The determination of histograms or frequency distributions - if the DBMS offers the possibility - is very time-consuming and additional storage space is required to store this data.

It is not only important that the execution of a query is optimized, but the determination of the optimal execution plan itself must not take too long. So that the search for complex accesses does not take too long, only part of the theoretically possible access plans are examined in many DBMS. B. only a maximum of 2000. All other access plans are not even analyzed. This has the consequence that with a complex access, in which z. B. 200,000 theoretically possible access plans exist, only 1% of all access plans are examined more closely. The probability that a good and fast access plan will be found with this approach is rather low. In fact, it often happens that for SQL statements in which many tables (e.g. more than 10) are joined together, execution plans with an unsatisfactory runtime are used, although there are other execution plans that are a hundred times faster than the desired ones Would provide data.

Another disadvantage of the cost-based optimizer is the unexpected change in an execution plan. Since the execution plan is not defined once, but is determined anew every time, after every update of the statistics, and especially after every release change of the DBMS software, there is a possibility that a less favorable execution plan will be used. This is then mathematically better, but actually worse than the one previously used.

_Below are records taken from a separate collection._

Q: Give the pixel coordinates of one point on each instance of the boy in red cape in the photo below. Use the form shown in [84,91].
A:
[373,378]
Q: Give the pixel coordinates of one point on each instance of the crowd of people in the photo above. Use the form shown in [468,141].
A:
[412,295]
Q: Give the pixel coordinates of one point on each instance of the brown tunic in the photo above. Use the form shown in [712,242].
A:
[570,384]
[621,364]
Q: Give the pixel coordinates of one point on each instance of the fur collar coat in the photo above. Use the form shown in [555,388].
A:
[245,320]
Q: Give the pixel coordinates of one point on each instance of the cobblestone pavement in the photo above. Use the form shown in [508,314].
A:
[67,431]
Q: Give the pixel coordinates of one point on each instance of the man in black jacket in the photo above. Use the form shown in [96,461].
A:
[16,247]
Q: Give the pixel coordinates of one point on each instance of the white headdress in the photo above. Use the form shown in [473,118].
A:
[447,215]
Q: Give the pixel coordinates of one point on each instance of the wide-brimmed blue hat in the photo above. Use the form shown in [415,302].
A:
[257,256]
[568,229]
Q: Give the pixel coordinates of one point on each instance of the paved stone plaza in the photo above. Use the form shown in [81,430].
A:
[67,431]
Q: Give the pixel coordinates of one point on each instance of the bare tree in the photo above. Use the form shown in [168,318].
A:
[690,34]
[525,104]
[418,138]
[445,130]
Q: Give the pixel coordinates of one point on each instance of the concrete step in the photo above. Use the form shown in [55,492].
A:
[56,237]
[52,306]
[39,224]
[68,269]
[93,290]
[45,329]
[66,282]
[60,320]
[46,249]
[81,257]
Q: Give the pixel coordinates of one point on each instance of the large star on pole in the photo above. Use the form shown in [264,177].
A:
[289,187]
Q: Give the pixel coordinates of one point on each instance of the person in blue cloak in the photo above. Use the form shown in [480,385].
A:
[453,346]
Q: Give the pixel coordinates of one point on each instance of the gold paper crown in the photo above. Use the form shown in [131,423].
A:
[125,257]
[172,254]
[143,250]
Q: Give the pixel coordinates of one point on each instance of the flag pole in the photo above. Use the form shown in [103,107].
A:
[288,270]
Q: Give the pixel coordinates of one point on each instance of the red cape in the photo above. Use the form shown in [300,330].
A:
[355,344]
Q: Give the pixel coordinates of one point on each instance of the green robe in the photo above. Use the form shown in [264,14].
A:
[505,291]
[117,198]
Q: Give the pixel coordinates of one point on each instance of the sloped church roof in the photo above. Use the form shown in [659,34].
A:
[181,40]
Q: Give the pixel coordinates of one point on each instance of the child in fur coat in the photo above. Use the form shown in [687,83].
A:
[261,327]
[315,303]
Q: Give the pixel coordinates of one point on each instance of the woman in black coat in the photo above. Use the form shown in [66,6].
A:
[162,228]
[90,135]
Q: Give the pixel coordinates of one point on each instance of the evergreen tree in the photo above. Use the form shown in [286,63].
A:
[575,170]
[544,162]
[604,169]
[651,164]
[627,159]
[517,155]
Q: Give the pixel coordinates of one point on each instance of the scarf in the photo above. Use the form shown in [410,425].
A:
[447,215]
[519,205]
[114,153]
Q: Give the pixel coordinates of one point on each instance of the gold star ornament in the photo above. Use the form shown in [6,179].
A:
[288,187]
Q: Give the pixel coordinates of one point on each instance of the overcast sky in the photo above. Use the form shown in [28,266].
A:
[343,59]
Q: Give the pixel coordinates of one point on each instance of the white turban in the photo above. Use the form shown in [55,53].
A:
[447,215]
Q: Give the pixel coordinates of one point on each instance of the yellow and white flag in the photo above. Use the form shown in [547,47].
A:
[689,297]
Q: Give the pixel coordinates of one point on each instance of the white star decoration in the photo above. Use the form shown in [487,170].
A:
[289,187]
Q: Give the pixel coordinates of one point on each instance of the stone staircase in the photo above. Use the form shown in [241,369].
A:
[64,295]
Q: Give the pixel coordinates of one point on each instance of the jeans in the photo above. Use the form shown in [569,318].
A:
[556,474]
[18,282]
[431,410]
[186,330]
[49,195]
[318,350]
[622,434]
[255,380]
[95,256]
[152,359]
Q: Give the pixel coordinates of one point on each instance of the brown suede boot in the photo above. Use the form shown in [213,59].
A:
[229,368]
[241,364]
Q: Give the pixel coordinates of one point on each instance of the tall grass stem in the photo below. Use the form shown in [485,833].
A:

Such a change in an execution plan can increase the execution time by a factor of 10 or 100. This can be the reason why a program that has been in use for months with good performance suddenly gets significantly worse performance.

Individual evidence

^ Christian Antognini: Troubleshooting Oracle Performance . 2011, ISBN 978-1-4302-4296-3 , chapter Processing Joins .
↑ Jonathan Lewis: Cost-Based Oracle Fundamentals . Apress, New York 2006, ISBN 1-59059-636-6 , chapter 10.

[Antognini-Oracle-Joins-1] Christian Antognini: Troubleshooting Oracle Performance . 2011, ISBN 978-1-4302-4296-3 , chapter Processing Joins .

[Lewis-Oracle-2] Jonathan Lewis: Cost-Based Oracle Fundamentals . Apress, New York 2006, ISBN 1-59059-636-6 , chapter 10.